Trabecular meshwork and lens partitioning of corticosteroids: implications for elevated intraocular pressure and cataracts.

OBJECTIVE

To determine whether adverse effects such as elevated intraocular pressure and cataracts, which are lower with dexamethasone when compared with fluocinolone acetonide or triamcinolone acetonide, may be explained in part by the differences in drug lipophilicity and partitioning of these drugs into the trabecular meshwork and lens.

METHODS

The n-octanol/phosphate-buffered saline (pH 7.4) partition coefficient (log distribution coefficient [D]) and bovine/human ocular tissue partition coefficients were determined for triamcinolone, prednisolone, dexamethasone, fluocinolone acetonide, triamcinolone acetonide, and budesonide at 37°C.

RESULTS

The log D of the corticosteroids ranged from 0.712 to 2.970. The ranges of tissue:PBS partition coefficients following drug incubation at 0.4, 2.0, and 10.0 μg/mL were 0.35 to 1.56, 0.30 to 2.12, and 0.30 to 1.95, respectively, for the bovine lens, 0.87 to 4.18, 0.71 to 4.40, and 0.69 to 5.86, respectively, for the human lens, and 2.98 to 9.48, 2.41 to 9.16, and 1.71 to 9.96, respectively, for the bovine trabecular meshwork.
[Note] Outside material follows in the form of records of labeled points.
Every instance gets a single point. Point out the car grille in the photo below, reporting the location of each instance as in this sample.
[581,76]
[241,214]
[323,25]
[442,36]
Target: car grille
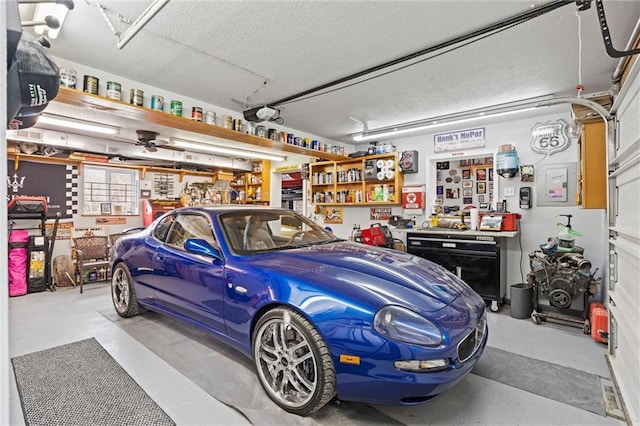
[472,341]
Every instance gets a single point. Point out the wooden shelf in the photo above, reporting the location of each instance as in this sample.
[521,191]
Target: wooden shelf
[108,108]
[16,157]
[476,166]
[328,194]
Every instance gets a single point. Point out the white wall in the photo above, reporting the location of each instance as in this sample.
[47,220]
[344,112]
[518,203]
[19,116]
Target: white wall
[537,223]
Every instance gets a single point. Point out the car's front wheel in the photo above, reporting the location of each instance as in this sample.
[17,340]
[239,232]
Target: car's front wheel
[123,293]
[293,362]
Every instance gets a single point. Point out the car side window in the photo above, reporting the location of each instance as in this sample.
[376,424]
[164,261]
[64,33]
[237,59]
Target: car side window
[161,230]
[188,226]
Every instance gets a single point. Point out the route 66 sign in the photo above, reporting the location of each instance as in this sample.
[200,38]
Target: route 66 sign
[550,137]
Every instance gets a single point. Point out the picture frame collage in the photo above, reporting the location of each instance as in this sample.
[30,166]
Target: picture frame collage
[465,183]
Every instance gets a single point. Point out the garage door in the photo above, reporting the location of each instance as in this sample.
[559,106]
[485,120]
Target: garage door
[624,244]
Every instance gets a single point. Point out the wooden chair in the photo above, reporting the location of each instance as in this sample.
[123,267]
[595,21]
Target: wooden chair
[91,253]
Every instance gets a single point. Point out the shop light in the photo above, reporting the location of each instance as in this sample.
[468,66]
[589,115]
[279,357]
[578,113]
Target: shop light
[70,123]
[49,9]
[451,119]
[217,149]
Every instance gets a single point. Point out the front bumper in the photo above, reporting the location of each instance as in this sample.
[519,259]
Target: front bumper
[377,381]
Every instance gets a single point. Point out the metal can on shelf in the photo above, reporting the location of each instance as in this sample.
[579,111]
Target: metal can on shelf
[91,84]
[210,117]
[68,78]
[136,97]
[157,103]
[114,90]
[176,108]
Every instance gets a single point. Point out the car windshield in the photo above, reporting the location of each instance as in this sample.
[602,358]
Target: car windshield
[254,231]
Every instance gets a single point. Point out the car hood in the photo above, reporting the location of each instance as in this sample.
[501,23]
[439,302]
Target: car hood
[390,275]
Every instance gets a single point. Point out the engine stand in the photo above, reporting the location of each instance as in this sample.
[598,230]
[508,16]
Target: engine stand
[562,318]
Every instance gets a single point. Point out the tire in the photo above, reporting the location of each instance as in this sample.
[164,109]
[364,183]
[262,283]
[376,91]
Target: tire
[299,387]
[123,293]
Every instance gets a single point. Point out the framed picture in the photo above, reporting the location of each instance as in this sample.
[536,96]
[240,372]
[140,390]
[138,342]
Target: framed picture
[105,208]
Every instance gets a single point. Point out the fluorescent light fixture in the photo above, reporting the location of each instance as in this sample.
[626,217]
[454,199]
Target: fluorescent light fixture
[452,119]
[141,21]
[233,152]
[70,123]
[44,10]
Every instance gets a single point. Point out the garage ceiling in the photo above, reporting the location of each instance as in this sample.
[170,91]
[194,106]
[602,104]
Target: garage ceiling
[259,52]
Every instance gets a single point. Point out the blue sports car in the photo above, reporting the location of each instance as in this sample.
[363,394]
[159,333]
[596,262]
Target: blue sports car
[319,316]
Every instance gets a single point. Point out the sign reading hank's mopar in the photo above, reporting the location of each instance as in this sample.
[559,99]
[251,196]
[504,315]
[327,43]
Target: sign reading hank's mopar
[455,141]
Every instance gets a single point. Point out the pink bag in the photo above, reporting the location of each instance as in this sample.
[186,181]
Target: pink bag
[17,265]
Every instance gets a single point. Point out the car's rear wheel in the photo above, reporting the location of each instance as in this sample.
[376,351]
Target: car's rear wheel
[123,293]
[293,362]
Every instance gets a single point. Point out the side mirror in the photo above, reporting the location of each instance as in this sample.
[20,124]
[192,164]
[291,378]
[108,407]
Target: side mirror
[200,246]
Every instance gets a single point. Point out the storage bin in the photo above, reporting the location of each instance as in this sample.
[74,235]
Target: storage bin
[600,325]
[521,300]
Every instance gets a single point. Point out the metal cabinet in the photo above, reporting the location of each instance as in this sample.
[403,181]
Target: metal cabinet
[476,260]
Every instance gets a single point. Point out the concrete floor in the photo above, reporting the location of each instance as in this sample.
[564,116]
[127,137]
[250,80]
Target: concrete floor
[199,381]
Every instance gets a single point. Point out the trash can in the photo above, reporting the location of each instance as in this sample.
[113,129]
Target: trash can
[521,300]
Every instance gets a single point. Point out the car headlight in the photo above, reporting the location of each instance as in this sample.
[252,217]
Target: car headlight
[401,324]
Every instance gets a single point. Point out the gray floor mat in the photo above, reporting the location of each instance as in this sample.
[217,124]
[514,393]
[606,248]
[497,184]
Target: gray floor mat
[570,386]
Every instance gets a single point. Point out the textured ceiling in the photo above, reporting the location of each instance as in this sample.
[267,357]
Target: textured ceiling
[262,51]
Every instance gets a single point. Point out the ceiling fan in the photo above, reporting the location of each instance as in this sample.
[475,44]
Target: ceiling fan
[149,139]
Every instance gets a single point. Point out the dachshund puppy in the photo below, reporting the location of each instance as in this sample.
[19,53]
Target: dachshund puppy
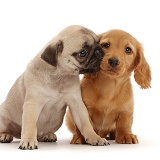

In general, tissue partitioning showed a positive correlation with log D. Dexamethasone, with lipophilicity less than triamcinolone acetonide and fluocinolone acetonide, exhibited the least amount of partitioning in the trabecular meshwork and lens among these 3 corticosteroids commonly used for treating diseases at the back of the eye.

CONCLUSION

Binding of corticosteroids to the trabecular meshwork and lens increases as drug lipophilicity increases.

CLINICAL RELEVANCE

Less lipophilic corticosteroids with limited partitioning to the trabecular meshwork and lens may result in reduced incidence of elevated intraocular pressure and cataracts.